I used AI for all my holiday shopping

ChatGPT did not provide any product links in their initial responses. But it supplied them easily when I asked, and even though I didn’t click on every one, none seemed like hallucinations. Claude, on the other hand, apologized, saying that he “can’t actually directly link to websites or products.” Anthropic hasn’t yet released a web search feature for Claude, but the company says it’s working on it.

This technically made Cloud the least useful chatbot I tested for shopping. But it also means that, for now, Anthropic is avoiding venturing into the ethically murky territory of allowing its AI chatbots to collect human-written product reviews from the web. Instead, Claude bases its product comparisons on its existing dataset. Perplexity, on the other hand, says that with Buy with Pro, people “no longer have to wade through countless product reviews.”

When I asked Perplexity what I should get my editor/musician friend, it recommended a set of solar bike lights (I also noted that he was a cyclist). It wasn’t a bad idea, but it wasn’t exactly a birthday present. I kept tweaking the challenge. How about a personalized leather guitar strap? I went down the rabbit hole.

I was beginning to understand that Perplexity’s goal in promoting its shopping features wasn’t just to help me come up with new ideas or come up with super thoughtful gifts. Perplexity is playing the long game, slowly siphoning our attention away from competing corners of the web, gaining a better understanding of how people like me use its platform, and feeding that data into its ever-evolving AI models. Every time I needed to refine my searches, because the initial results were often missing, I was left in the Perplexity app, which meant I wasn’t on Amazon or Google (although I ended up on both of those sites). Perplexity Pro is not a full-fledged e-commerce site, nor is it an “agent” in any real sense, but I am one of the millions of people who provide the information it needs to become one.

When I turned to Google’s Gemini, I found that the gifts it suggested for my 16-year-old niece weren’t bad per se, just uncreative and, in one case, confusing. It said I should buy her a “cat blanket to snuggle up with a good book” but it wasn’t clear if the blanket was for her or her cat. The Kindle was a good idea. But I’m terrified of what she’d write me if I sent her the SAT prep book that Gemini suggested (probably “thx” and nothing else). The app ideas for my editor/musician friend were equally uninspiring, with “Vinyl Records” and “High Quality Headphones” among them.

I’ve been using a year-old version of Gemini, but earlier this month Google started offering a newer version, Gemini 2.0, to developers and limited testers.
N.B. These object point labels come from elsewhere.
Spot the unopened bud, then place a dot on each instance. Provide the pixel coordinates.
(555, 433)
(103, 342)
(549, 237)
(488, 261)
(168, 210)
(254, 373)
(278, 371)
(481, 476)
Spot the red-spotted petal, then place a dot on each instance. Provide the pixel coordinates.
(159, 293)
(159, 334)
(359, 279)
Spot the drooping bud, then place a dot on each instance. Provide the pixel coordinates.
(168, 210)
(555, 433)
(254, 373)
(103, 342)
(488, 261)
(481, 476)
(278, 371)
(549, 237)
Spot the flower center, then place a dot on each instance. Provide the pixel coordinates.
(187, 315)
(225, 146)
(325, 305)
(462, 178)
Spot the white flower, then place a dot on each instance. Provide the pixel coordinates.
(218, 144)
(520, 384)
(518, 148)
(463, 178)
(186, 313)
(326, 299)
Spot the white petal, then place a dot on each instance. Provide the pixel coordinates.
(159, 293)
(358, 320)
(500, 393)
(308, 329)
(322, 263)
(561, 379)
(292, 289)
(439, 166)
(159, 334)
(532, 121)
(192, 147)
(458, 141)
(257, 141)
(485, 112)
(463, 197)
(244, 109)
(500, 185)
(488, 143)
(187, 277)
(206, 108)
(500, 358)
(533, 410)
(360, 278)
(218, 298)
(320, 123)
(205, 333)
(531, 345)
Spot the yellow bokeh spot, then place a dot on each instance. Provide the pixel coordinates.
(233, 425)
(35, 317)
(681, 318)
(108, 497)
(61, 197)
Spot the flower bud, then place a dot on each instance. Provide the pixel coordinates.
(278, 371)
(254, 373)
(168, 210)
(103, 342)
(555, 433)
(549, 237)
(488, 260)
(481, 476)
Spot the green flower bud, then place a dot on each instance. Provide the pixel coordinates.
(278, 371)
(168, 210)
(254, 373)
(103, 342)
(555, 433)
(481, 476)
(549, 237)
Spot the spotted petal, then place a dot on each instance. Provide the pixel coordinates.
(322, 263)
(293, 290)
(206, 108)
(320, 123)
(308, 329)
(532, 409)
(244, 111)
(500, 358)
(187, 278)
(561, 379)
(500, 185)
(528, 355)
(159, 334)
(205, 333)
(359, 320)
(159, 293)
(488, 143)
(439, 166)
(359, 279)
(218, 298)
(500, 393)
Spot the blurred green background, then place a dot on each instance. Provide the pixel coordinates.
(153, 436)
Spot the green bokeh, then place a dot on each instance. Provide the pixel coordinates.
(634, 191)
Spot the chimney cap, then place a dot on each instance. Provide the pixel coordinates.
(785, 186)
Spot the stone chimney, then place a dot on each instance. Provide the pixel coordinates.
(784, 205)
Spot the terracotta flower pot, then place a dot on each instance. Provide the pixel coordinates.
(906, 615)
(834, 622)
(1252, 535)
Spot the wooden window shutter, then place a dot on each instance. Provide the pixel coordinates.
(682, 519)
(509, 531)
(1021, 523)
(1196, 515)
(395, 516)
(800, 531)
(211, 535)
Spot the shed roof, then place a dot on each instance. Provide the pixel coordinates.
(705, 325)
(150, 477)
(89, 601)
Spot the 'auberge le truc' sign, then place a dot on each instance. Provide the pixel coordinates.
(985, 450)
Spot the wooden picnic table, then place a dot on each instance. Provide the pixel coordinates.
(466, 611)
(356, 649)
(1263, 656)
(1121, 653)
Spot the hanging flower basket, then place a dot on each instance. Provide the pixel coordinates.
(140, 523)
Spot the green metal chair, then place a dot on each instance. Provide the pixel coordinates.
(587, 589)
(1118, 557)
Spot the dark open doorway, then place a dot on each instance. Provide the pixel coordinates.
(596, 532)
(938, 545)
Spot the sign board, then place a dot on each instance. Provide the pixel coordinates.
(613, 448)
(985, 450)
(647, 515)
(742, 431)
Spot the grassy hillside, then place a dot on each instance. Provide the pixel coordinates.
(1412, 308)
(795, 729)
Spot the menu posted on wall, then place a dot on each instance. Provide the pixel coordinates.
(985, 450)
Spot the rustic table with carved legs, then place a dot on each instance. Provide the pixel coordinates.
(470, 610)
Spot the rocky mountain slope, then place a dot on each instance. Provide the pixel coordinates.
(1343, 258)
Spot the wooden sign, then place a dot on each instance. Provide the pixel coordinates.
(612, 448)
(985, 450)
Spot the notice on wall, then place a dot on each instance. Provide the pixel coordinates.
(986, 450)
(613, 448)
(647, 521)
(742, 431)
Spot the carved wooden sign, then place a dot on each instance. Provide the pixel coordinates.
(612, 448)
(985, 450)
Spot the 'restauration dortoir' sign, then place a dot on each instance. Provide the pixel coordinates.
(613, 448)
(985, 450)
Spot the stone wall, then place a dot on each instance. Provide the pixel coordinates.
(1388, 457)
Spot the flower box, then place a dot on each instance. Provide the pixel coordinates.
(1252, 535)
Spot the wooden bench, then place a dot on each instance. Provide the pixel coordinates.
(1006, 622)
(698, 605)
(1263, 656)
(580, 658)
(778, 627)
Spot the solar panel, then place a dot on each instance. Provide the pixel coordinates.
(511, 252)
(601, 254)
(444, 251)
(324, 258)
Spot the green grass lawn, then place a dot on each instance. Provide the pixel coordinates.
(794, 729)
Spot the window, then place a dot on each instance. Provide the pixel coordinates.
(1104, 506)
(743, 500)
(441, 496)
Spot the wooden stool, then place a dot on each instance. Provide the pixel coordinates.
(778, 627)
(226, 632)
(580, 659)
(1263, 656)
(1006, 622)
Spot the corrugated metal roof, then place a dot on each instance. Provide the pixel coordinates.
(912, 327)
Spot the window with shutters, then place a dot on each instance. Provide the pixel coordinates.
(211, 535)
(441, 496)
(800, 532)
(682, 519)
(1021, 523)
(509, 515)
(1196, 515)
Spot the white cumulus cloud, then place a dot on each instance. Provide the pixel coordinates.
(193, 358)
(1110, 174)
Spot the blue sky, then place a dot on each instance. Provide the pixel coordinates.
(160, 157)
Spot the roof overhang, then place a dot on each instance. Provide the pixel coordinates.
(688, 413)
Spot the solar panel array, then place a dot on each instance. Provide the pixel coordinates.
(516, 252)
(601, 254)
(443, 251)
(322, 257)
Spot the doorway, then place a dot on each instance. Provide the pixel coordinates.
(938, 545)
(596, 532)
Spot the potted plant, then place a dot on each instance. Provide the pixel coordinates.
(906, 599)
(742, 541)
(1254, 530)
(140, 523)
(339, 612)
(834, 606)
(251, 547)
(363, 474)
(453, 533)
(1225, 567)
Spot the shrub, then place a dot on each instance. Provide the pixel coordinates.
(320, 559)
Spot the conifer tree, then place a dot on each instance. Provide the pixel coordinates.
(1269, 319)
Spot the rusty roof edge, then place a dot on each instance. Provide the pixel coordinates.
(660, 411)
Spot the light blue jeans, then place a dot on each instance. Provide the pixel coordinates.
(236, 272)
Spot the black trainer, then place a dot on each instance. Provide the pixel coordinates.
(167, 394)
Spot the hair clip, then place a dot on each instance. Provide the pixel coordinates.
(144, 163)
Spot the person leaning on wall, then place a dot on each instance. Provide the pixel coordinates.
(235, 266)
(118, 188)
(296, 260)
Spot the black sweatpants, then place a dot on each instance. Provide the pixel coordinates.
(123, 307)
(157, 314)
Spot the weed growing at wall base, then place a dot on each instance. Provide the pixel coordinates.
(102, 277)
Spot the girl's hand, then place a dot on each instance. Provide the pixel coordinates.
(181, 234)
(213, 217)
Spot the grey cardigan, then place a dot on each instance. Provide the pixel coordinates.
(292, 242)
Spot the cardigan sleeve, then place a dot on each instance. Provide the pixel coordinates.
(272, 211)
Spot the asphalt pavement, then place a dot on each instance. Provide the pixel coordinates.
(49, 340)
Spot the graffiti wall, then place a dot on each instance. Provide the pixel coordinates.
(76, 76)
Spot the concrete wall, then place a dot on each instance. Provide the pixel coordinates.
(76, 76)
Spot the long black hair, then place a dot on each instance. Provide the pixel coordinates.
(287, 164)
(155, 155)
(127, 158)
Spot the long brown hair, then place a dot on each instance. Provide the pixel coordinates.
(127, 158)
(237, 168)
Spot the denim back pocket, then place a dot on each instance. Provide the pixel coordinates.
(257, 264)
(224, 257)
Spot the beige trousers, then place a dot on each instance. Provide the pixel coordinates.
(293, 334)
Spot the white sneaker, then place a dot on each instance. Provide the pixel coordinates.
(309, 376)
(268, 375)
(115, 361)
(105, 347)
The new AI model “thinks several steps ahead and takes action on your behalf,” the company says. For now, that means taking action on behalf of the developers — taking the next step in their coding workflows — but I’m anxiously awaiting the day it can work its way through my shopping list.

ChatGPT eventually led me to an online spice store where I bought some special baking ingredients for a friend of mine who I figured at this point was going to be a finalist The Great British Bake-Off. I ended up chatting with the AI ​​bots for so long that many of the gifts I picked wouldn’t arrive until after Christmas. My niece gets cash by card. My search for a birthday boyfriend milestone was inconclusive. I decided to kick off the task until January, a month full of news and agent determination.